The Eighth Circuit ordered a new trial for Mondo back in the 1970’s, upholding a U.S. District Court order for a new trial because of an unconstitutional search of Mondo’s house where police purportedly found dynamite. However, the two federal court orders for a new trial were later denied by the U.S. Supreme Court in the consolidated case of Stone v. Powell

Time magazine called the case “important” and described the jockeying of the justices in the campaign over rights of criminal defendants.

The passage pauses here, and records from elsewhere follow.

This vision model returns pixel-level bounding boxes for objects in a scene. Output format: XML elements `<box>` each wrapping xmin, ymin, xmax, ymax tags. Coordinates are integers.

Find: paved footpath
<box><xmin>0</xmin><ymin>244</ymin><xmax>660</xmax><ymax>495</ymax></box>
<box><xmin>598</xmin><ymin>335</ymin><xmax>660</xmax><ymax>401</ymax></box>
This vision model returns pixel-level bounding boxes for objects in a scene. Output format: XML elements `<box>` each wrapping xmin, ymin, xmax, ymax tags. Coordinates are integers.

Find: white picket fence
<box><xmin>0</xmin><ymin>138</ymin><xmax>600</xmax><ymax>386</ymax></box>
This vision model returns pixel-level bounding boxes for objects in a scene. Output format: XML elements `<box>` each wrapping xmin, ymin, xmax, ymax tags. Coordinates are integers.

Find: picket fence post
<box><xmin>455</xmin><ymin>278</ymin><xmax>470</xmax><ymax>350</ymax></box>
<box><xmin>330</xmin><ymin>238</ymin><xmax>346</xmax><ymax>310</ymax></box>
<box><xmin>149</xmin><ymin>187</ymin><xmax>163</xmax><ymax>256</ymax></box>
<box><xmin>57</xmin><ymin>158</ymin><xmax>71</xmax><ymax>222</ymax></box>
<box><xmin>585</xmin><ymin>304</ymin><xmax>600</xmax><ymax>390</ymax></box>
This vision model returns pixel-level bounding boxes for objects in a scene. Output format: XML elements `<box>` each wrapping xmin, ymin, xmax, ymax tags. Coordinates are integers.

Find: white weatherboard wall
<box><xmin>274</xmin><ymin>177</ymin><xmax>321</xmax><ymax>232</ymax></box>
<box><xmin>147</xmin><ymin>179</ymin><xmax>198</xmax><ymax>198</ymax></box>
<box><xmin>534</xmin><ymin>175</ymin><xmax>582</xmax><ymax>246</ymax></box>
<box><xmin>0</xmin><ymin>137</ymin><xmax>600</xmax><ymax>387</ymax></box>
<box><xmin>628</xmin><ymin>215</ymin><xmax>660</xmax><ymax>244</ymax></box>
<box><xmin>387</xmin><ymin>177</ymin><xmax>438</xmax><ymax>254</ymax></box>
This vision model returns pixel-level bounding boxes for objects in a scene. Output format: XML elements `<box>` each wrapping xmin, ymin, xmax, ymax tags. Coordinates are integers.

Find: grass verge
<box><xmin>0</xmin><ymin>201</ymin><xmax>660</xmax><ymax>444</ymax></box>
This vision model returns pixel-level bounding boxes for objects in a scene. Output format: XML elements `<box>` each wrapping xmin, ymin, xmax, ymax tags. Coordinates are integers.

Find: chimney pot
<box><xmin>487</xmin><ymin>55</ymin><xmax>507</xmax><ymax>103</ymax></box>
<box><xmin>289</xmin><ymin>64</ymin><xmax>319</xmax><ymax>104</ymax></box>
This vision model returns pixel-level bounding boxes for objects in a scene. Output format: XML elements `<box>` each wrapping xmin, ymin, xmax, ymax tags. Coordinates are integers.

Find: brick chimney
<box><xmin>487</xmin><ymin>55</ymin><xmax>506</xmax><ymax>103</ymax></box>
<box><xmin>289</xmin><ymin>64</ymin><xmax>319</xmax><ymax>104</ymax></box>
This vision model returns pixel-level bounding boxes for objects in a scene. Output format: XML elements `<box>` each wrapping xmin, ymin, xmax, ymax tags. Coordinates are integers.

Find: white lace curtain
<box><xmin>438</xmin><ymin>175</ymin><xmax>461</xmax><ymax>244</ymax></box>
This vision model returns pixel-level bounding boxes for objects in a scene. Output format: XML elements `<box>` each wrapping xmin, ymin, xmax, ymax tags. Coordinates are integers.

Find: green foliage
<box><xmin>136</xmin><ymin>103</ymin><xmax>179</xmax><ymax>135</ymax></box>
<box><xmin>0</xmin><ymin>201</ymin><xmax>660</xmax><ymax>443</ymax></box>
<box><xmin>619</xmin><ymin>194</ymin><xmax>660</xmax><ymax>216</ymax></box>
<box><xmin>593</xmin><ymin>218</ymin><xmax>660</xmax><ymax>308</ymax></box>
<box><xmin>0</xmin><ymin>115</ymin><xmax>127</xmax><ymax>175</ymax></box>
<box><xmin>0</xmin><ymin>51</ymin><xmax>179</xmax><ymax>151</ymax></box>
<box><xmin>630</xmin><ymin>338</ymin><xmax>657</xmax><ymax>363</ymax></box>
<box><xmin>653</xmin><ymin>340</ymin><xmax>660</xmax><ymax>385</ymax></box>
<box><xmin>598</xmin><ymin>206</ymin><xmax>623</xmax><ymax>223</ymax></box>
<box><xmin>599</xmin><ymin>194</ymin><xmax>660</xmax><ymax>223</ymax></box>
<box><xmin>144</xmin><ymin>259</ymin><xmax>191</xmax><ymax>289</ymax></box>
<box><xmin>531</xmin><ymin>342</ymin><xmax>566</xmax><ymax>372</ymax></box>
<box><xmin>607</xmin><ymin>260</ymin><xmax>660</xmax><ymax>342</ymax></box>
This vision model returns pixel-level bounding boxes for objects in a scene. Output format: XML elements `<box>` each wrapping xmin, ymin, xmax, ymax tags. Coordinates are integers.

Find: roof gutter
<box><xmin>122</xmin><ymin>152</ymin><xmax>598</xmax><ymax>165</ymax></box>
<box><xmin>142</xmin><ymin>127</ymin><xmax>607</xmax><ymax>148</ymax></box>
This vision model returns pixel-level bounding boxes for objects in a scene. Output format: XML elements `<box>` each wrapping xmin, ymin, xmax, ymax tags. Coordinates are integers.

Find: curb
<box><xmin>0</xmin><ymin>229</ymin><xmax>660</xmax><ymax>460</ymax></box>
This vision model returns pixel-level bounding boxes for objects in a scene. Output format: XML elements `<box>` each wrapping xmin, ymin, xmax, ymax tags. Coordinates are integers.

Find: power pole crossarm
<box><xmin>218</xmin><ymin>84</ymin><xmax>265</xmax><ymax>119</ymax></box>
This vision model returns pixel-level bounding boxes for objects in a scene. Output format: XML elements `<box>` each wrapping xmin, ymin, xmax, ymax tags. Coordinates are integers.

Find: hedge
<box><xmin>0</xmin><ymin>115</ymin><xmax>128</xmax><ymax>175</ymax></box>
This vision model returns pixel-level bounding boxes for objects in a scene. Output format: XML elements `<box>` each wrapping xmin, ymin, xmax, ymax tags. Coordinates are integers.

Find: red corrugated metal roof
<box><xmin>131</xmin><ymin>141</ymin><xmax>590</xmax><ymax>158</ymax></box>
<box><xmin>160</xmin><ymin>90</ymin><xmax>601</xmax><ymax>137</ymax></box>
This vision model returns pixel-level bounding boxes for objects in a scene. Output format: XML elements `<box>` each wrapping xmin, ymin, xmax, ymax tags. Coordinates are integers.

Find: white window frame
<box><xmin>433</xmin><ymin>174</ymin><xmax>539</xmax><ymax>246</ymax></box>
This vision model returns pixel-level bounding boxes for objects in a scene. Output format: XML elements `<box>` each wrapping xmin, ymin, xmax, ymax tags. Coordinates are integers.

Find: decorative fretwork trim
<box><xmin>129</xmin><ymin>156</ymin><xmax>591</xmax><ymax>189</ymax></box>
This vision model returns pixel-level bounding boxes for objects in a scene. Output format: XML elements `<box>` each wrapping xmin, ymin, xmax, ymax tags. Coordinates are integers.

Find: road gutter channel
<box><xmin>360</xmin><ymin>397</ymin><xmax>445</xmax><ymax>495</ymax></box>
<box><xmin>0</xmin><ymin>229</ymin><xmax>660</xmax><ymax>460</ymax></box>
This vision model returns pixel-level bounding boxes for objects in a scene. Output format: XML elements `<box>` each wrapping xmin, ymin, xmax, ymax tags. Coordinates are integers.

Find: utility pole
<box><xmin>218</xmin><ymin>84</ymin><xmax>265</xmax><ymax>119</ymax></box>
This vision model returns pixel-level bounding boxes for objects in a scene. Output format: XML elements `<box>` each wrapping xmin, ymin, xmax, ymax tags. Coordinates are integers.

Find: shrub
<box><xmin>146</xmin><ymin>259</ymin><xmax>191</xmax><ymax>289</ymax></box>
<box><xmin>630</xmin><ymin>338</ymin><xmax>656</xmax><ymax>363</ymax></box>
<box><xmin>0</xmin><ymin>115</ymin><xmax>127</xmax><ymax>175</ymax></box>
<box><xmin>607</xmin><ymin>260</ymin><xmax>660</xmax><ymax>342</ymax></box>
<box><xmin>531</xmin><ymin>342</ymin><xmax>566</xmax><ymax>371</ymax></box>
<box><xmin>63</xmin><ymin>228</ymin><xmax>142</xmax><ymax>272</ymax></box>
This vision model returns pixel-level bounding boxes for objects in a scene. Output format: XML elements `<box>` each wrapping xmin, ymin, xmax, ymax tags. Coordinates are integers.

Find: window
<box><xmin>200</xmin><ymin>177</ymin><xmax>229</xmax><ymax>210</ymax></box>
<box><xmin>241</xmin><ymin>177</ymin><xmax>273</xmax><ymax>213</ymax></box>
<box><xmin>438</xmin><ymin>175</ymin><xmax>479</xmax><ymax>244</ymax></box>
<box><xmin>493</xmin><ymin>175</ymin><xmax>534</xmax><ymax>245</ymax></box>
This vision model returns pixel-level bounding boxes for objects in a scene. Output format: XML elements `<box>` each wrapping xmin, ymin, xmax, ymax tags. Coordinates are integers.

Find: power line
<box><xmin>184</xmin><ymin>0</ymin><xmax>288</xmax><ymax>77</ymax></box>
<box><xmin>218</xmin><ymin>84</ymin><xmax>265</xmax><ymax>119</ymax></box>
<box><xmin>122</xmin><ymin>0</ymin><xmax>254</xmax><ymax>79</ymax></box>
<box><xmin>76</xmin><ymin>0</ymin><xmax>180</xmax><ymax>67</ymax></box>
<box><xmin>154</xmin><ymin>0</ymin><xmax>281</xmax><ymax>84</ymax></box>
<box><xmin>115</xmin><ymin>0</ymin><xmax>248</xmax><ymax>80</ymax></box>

Authors Bob Woodward and Scott Armstrong discuss the case and the role of the Chief Justice in their book, The Brethren.

“To Burger, these seemed perfect cases: two murderers trying to overturn their convictions by raising technical Fourth Amendment claims. After the highest state courts had rejected their claims, the men had appealed to the federal courts. Under the Constitution, any state prisoner has the right to petition the federal courts for a writ of habeas corpus, which required the state to show that the imprisonment did not violate the federal Constitution.”

“Burger had long wanted to cut off habeas petitions on Fourth Amendment claims. He believed they were almost always frivolous, and they clogged the federal courts. To preclude such petitions--and to overrule an important Warren Court precedent--would be a major victory.”

The Supreme Court refused to hear the merits of Mondo’s case and returned the matter to Nebraska where the outcome was already foreshadowed.

Mondo we Langa and Ed Poindexter, in their 40th year of imprisonment, continue to deny any involvement in the crime and both men remain confined at the maximum-security Nebraska State Penitentiary.